Think tank to move operations from London over Brexit

Having largest office in London not the right thing for a pan-European firm, says European Council on Foreign Relations boss.

By

6/30/17, 4:34 PM CET

The European Council on Foreign Relations, a think tank, is scaling back its operations in London as being in the U.K. is no longer “appropriate” because of Brexit, its boss said.

The think tank’s co-chairman, former Swedish Prime Minister Carl Bildt, announced the decision earlier this week after a staff meeting in the German capital, and it was confirmed by Mark Leonard, the think tank’s director, on Friday.

Although the ECFR does not have an official headquarters, its largest office is in London, which Leonard said “wasn’t appropriate in a Brexit environment.”

Instead, the think tank’s senior management team will be split between Berlin and London, it will move to a smaller office in the British capital, and focus on boosting its offices in Paris and Berlin.

The ECFR, founded in 2007, provides what it calls a “pan-European perspective” on foreign relations and has offices across the Continent, including in Madrid, Warsaw and Sofia. It focuses on common European policy toward China and the Middle East, as well as on “European power.”

“After Brexit and Trump, we realized national politics is becoming more and more important,” Leonard said, citing that as a reason why he didn’t choose Brussels as an alternative to London.

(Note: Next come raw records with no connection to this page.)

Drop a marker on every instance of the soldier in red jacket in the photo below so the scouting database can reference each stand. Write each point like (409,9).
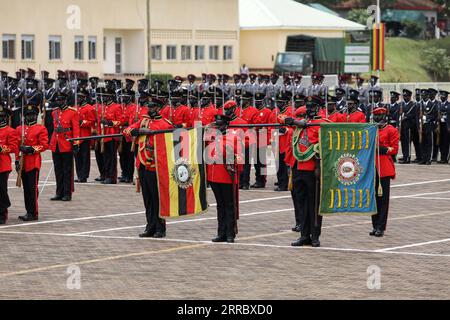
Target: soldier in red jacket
(35,141)
(332,114)
(307,178)
(281,112)
(86,114)
(223,170)
(110,118)
(66,126)
(249,114)
(9,143)
(388,138)
(146,165)
(353,114)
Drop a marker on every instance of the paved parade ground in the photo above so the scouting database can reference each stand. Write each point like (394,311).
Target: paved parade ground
(96,234)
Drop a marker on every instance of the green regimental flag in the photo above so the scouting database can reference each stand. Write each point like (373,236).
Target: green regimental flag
(348,168)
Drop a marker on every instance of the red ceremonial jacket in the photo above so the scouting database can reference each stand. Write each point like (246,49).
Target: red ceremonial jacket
(216,153)
(205,115)
(86,115)
(9,143)
(337,117)
(387,137)
(69,121)
(36,136)
(278,117)
(313,138)
(146,151)
(356,116)
(112,112)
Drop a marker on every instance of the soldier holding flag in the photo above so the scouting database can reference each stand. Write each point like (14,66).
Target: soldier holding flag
(146,165)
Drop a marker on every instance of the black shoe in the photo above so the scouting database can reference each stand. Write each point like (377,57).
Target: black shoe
(109,181)
(219,239)
(315,243)
(147,234)
(379,233)
(27,217)
(301,242)
(159,235)
(258,185)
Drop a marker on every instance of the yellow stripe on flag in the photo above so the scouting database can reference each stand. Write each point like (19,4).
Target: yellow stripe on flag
(194,162)
(173,187)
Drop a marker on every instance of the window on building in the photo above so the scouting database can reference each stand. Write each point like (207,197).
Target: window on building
(171,52)
(157,52)
(92,43)
(104,48)
(79,48)
(199,52)
(9,46)
(186,53)
(54,43)
(227,53)
(118,55)
(213,52)
(27,47)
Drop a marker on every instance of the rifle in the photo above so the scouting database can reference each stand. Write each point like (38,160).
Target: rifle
(137,96)
(22,142)
(102,126)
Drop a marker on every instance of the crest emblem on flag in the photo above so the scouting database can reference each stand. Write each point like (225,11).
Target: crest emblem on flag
(183,173)
(348,169)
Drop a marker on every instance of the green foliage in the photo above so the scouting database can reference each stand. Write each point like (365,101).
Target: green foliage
(413,29)
(164,77)
(359,16)
(437,62)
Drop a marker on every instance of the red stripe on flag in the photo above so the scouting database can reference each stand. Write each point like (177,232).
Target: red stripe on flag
(163,176)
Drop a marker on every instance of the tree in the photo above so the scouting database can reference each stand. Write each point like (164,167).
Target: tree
(437,62)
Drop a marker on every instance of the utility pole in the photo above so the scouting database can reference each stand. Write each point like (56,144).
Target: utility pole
(149,45)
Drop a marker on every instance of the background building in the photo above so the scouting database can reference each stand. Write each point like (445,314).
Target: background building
(109,37)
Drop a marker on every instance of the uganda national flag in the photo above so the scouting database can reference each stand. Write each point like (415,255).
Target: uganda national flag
(181,173)
(348,168)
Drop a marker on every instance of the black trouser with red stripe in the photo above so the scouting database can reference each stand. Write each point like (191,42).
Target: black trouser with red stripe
(110,160)
(83,160)
(30,182)
(126,160)
(307,189)
(4,198)
(282,173)
(225,209)
(261,165)
(150,194)
(63,164)
(299,207)
(379,220)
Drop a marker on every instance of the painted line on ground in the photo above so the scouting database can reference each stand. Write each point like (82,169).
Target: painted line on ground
(414,245)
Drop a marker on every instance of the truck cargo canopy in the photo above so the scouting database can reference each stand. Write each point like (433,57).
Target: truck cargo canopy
(289,14)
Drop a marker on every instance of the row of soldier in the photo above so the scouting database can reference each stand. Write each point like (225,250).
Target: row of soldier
(80,110)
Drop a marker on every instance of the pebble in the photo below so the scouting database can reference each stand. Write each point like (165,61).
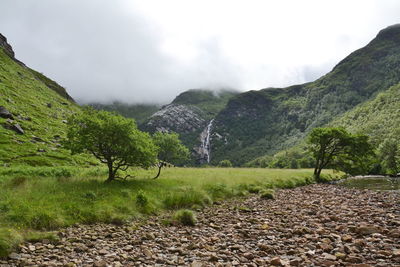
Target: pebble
(315,225)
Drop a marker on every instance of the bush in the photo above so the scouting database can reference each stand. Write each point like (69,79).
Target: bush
(225,163)
(254,189)
(185,217)
(141,199)
(267,194)
(9,239)
(186,199)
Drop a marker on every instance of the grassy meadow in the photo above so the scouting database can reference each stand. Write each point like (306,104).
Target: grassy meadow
(34,201)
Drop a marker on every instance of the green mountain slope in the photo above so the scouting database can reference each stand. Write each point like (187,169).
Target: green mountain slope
(263,122)
(379,117)
(40,107)
(189,114)
(139,112)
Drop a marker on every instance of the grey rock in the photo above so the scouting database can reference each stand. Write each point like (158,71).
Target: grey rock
(4,113)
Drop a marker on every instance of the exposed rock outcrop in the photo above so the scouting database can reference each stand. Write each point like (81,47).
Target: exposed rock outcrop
(7,47)
(4,113)
(177,118)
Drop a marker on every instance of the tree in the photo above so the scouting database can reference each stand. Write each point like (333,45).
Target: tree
(170,150)
(112,139)
(338,148)
(226,163)
(389,154)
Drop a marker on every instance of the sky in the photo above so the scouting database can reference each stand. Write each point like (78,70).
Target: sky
(148,51)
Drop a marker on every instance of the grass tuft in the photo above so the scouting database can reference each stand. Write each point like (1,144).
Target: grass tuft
(9,240)
(267,194)
(185,217)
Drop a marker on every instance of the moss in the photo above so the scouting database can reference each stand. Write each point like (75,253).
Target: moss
(267,194)
(9,240)
(185,217)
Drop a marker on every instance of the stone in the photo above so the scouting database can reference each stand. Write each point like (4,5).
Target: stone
(103,252)
(329,257)
(197,264)
(14,256)
(14,127)
(100,264)
(367,229)
(354,259)
(4,113)
(276,261)
(347,238)
(394,233)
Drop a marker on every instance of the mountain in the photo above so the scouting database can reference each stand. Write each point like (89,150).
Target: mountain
(33,112)
(139,112)
(257,123)
(378,117)
(190,114)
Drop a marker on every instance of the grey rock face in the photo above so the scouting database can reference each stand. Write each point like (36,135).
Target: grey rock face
(6,46)
(177,118)
(4,113)
(14,127)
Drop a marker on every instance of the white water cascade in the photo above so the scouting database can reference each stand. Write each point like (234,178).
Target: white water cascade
(205,149)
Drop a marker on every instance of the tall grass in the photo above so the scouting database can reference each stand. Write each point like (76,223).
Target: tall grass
(48,198)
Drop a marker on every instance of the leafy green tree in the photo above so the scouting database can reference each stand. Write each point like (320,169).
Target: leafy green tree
(225,163)
(170,150)
(338,148)
(112,139)
(389,154)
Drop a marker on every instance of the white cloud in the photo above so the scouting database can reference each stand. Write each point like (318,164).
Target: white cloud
(152,50)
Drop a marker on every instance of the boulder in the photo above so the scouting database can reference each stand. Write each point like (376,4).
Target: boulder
(4,113)
(14,127)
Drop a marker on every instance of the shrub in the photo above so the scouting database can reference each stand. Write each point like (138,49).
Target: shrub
(9,239)
(255,189)
(267,194)
(90,195)
(186,199)
(185,217)
(141,199)
(225,163)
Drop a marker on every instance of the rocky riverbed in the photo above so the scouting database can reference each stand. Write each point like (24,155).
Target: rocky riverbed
(316,225)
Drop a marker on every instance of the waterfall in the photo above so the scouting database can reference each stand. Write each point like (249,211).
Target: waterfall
(205,149)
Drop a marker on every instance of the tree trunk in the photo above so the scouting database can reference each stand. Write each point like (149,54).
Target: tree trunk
(160,165)
(111,173)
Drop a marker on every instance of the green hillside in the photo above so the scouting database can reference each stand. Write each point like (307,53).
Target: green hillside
(379,117)
(209,102)
(139,112)
(40,106)
(263,122)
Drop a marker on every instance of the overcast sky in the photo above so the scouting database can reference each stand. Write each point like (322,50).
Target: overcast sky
(151,50)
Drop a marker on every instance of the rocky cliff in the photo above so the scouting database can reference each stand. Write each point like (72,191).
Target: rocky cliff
(263,122)
(190,115)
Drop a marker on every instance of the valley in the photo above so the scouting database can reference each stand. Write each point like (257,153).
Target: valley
(246,195)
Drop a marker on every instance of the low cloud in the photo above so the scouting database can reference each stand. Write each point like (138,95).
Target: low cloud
(150,51)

In addition to Brexit, the think tank is also moving because of “the belief that Germany will serve even more as a pivot in European foreign and security policy,” the ECFR said in a statement Friday.

Leonard — who was born in the U.K. and has German ancestry — said he was applying for a German passport.

German Foreign Minister Sigmar Gabriel, who spoke at the staff meeting, was unsurprisingly pleased.

“Thanks to your activities, Berlin is becoming more and more a vibrant hub of intellectual debate on international affairs and security policy,” Gabriel said.